Sajjad Abedi
To cut costs I tackled high resubmission rates and fraud using data insights, ML, and simplifying the user experience. This reduced resubmissions by 23%, cut fraud by 25%, and improved session success—laying the groundwork for broader automation.

Veriff Auto Capture

Tl;dr

To cut costs I tackled high resubmission rates and fraud using data insights, ML, and simplifying the user experience. This reduced resubmissions by 23%, cut fraud by 25%, and improved session success—laying the groundwork for broader automation.

Setting the stage

Veriff was going through turbulent times. Leadership changes, a company-wide layoff, and shifting priorities created an atmosphere of uncertainty. Our team’s challenge was clear yet daunting—our resubmission rates were driving up costs, frustrating users, and tarnishing our reputation.

The problem

High resubmission rates weren’t just expensive; they also damaged trust. But what was causing users to fail their verification attempts?

Discovery

To find answers, I started with a deep dive into our data. I analyzed session breakdowns by country, resubmission rates, and the specific customers most affected. This gave me an initial glimpse into the scale of the problem. But numbers only told part of the story.

Deep dive into the data.
Deep dive into the data.

Next, I explored qualitative sources. I pored over customer tickets, listened to support calls, and even shadowed our manual verification team. Patterns began to emerge—poor image quality and process misunderstandings were leading contributors.

Shadowing the manual verification team.
Shadowing the manual verification team.

A quick win

We began by improving the manual verification process with ML. This helped our team catch errors faster and more consistently, reducing mistakes that led to resubmissions. It also proved that automation could empower humans rather than replace them.

Verification tools
We brough the ML outcome to the manual verification
We brough the ML outcome to the manual verification

Image capturing

Next, we tackled end-user image capture—a major contributor to verification failures. We designed prototypes that provided real-time feedback, helping users adjust lighting, framing, and glare before submission.

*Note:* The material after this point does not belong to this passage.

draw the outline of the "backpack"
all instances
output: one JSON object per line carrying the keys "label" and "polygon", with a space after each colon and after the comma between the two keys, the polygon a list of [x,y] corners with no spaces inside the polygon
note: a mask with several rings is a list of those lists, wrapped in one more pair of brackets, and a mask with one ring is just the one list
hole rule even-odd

Starting with welcome screen, and making sure the user is ready to capture the image.
Starting with welcome screen, and making sure the user is ready to capture the image.
Automatically deteching the document type and capturing the image.
Automatically deteching the document type and capturing the image.
Automatically capturing the selfie image.
Automatically capturing the selfie image.
Giving feedback to user to make sure the image is good enough.
Giving feedback to user to make sure the image is good enough.

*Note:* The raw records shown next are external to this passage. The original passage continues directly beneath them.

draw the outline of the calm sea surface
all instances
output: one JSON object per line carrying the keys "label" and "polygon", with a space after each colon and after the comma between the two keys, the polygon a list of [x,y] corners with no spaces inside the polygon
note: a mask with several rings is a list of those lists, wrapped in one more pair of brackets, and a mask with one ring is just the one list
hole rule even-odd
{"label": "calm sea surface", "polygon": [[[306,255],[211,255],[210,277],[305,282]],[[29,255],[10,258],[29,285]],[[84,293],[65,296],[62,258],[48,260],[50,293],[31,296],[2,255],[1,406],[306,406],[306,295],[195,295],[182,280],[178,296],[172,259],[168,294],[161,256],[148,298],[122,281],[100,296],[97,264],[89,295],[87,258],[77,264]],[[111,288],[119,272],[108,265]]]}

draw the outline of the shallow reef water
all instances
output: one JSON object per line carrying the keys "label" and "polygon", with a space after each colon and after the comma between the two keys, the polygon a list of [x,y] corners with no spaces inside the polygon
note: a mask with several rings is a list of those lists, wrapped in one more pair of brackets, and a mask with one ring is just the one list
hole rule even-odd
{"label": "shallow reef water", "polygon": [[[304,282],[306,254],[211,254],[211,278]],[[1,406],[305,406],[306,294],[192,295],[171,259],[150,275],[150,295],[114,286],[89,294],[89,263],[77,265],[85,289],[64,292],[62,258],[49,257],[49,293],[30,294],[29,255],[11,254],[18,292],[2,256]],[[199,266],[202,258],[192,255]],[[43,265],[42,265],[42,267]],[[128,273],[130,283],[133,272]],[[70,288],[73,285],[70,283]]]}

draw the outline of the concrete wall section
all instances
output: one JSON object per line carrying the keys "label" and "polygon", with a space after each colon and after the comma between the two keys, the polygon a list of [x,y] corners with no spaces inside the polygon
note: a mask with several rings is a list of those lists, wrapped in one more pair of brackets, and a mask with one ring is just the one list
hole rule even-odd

Through iterative testing, we fine-tuned these solutions, balancing usability with technical constraints. Resubmission rates began to drop as users succeeded on their first try.

Delivering results

We cut resubmissions by 23% and reduced fraud by 25% without any extra effort from users. There was also a 15% drop in session drop-offs, and the higher-quality images make manual verification much easier. Overall, it’s been a great success!